In the "early years" of automotive LED bulbs some riders would replace incandescent bulbs with LEDs, expecting them to perform "just the same."  But they would sometimes find that their new bulbs stayed on at a low level all the time, or they might find that other bulbs would also illuminate at a low level, or other such anomalies.  The "cure" was to install a "blocking diode" in the circuit prior to the newly-installed LED.  Now manufacturers are almost always including the diodes as part of their assembled units.

So, the working rule is, when you wire in any extra LED lights, if "unexpected" lights come on, there is a need to install one or more diodes in the circuit prior to the new LED(s) to "block" the "leaking" voltage.


Well, the above is total "cerebral flatulence."  I was thinking of something very different.  The resistors issue IS important.  The diodes thing only in "unusual" situations (think "Moto Guzzi California 1400").  There, that's better.

Bill


« Last Edit: January 18, 2019, 08:23:20 PM by Bill Havins » Logged

"So many windmills, so little time." - Don Quixote
"Dawg I hate windmills!" - Sancho Panza
Robert
Member
*****
Posts: 16956


S Florida


« Reply #5 on: January 19, 2019, 04:24:26 AM »

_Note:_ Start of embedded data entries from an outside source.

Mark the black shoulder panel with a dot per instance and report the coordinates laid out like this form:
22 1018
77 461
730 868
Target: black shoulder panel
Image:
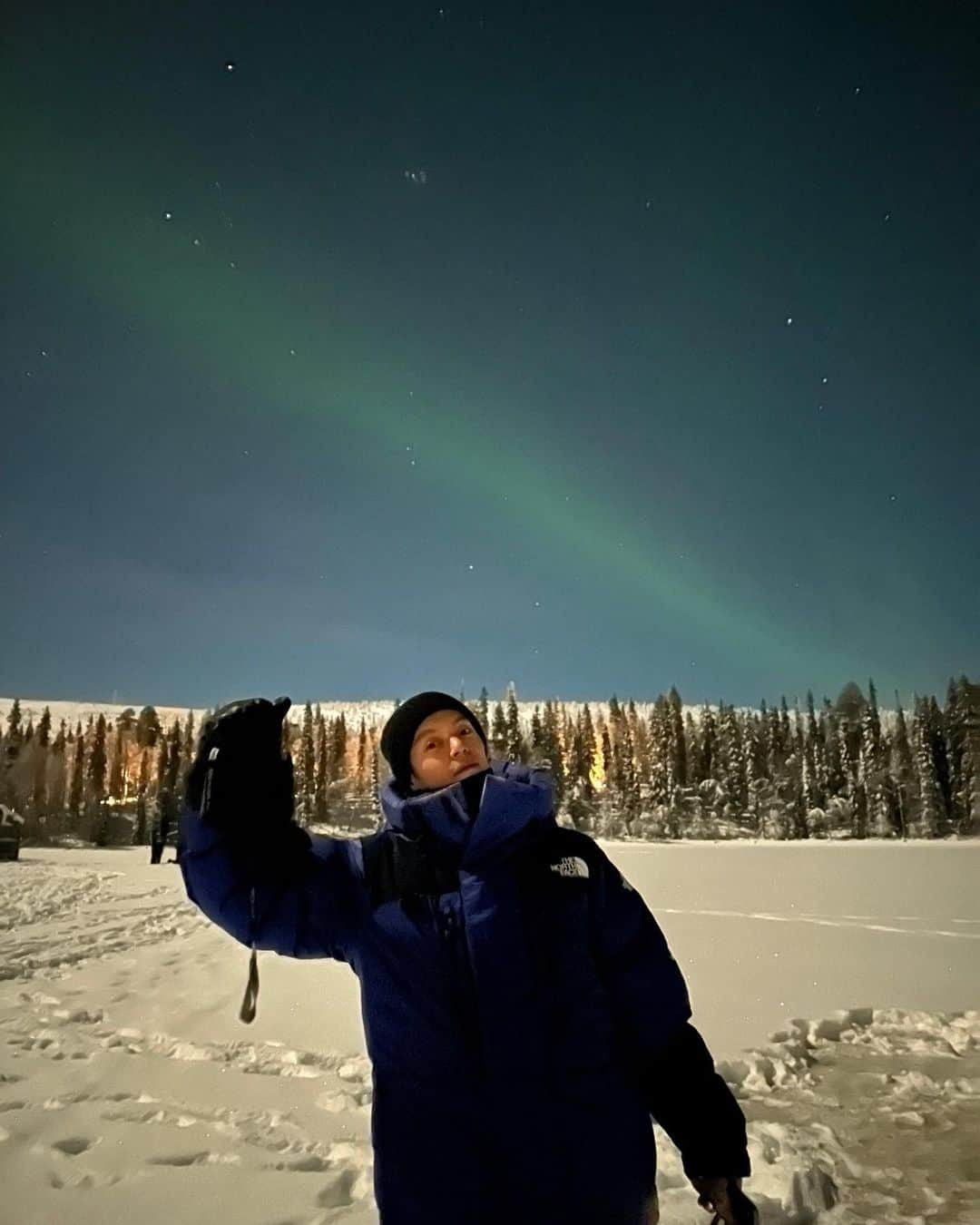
396 867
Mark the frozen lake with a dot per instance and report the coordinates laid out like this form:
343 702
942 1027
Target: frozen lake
130 1091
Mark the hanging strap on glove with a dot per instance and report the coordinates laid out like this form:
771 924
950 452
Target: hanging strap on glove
241 783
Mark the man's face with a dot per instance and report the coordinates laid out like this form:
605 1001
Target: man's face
445 750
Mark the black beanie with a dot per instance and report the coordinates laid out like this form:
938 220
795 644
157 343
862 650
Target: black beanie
399 730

Thank you Bill, that was pretty funny, only because I find myself doing the same thing.  Grin
Logged

“Some people see things that are and ask, Why? Some people dream of things that never were and ask, Why not? Some people have to go to work and don’t have time for all that.”
Adirondack Bill
Member
*****
Posts: 219

Upstate New York Near Lake George


« Reply #6 on: January 19, 2019, 08:03:08 AM »

Robert, your technical expertise never ceases  to amaze me. If I may ask, what do you do or did do for a living?
Logged
JD
Member
*****
Posts: 7



« Reply #7 on: January 23, 2019, 10:37:02 AM »

Thanks to all, for the info.  At this point, I'm thinking about putting it back to stock.  I am looking forward to several IBA rides this spring and would really like the additional lighting but, there isn't going to be time between now and then to insure everything will work as required.  I learned along time ago, never add an accessory just before leaving on a timed trip, the hard way, twice.

I questioned the light gauge wiring, looks like 22 maybe 20, its very light.   The voltage comes from the rear brake wire and is cut at the harness below the seat.  It then powers the Brake light mod.  Out of the modulator there are 2) output wires, I connected one to the original brake light and the other to power the led, brake/running light license plate frame.  Obviously that adds a extra load, and since I have know way to know how many. amps are being drawn, I'll sacrifice rear end safety for reliability until this can be sorted out at a later date.

The older older Valks are easier
Logged
Robert
Member
*****
Posts: 16956


S Florida


« Reply #8 on: January 29, 2019, 03:02:43 AM »

Just for a little FYI you can connect a light to the stop light wire that goes to the tail light without a problem at all. Thats how I have mine and then the running light to the accessory wire off the fuse box. This does not interfere with the led controller at all and you still get your extra lighting.
Logged

“Some people see things that are and ask, Why? Some people dream of things that never were and ask, Why not? Some people have to go to work and don’t have time for all that.”